The progression and scoring system, which also works in multiplayer, gives both characters perks such as additional health. You’ll earn points, becoming the Favorite Son, by performing random activities like staying behind cover for a certain period of time, getting 15 melee kills, and knocking off enemies with certain guns. Perks and new skills are added automatically so your character is more powerful offline and online. Speaking of online, the multiplayer components are quite refreshing. They break the traditional FPS mold by offering unique modes like Fu**ing Run! which sends you and your friends on a frantic escape from the Wall of Death. Your squad must push through forces to out run the deathly cloud, and this is truly a thrilling experience. Soul Survivor is also team-based, but you randomly turn on your friends. The other modes include Soul King, which allows players to possess human enemies, fighting off AI combatants. You must collect the most souls to win. The final mode, Contractions, is like Zombie mode from Call of Duty. Your squad must face waves of Alma’s minions and frantically loot ammo. All of the multiplayer modes can be played with four players and there are plenty of unique maps to keep you busy.

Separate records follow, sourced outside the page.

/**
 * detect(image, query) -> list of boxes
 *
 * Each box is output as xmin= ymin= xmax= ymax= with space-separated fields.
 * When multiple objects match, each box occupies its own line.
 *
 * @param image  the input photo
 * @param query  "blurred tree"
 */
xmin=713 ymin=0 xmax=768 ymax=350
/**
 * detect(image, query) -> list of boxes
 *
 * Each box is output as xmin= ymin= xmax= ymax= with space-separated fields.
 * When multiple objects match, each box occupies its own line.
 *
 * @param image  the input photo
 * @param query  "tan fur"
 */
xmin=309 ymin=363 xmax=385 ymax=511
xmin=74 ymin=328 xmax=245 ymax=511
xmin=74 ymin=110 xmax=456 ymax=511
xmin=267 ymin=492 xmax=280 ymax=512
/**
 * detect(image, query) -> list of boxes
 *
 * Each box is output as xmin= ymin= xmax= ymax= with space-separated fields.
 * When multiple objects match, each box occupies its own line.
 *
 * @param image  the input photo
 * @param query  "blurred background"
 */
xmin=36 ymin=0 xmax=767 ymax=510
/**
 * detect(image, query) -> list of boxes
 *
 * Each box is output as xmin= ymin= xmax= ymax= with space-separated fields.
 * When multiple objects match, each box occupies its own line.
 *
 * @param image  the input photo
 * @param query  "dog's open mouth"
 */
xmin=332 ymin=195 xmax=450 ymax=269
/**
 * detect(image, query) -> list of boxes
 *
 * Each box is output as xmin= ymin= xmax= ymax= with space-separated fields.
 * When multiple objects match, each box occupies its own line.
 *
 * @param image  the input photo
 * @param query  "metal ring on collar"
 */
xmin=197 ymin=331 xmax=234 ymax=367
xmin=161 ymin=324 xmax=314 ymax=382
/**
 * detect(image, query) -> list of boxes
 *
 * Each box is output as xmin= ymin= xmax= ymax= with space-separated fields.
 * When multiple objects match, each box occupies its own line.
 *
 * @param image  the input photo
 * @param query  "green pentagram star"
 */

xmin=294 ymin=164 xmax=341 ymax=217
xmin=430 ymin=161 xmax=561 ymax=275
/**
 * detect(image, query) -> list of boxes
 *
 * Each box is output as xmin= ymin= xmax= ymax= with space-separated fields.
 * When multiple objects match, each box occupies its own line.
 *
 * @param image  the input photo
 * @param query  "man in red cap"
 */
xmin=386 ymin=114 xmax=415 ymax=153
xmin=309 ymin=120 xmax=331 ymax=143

F.E.A.R. 3 gets a lot of things right. It’s a real solid FPS, there is great co-op and re-playability, and the overall aesthetics are top notch. The boss fights are quite repetitive since there are really only two types—outside of the final encounter, that is. I would have liked some more variation, but it is still fun to kill any enemy in F.E.A.R. 3. You won’t soil your pants in a stinky mess playing F.E.A.R. 3, but you will probably have a lot of fun.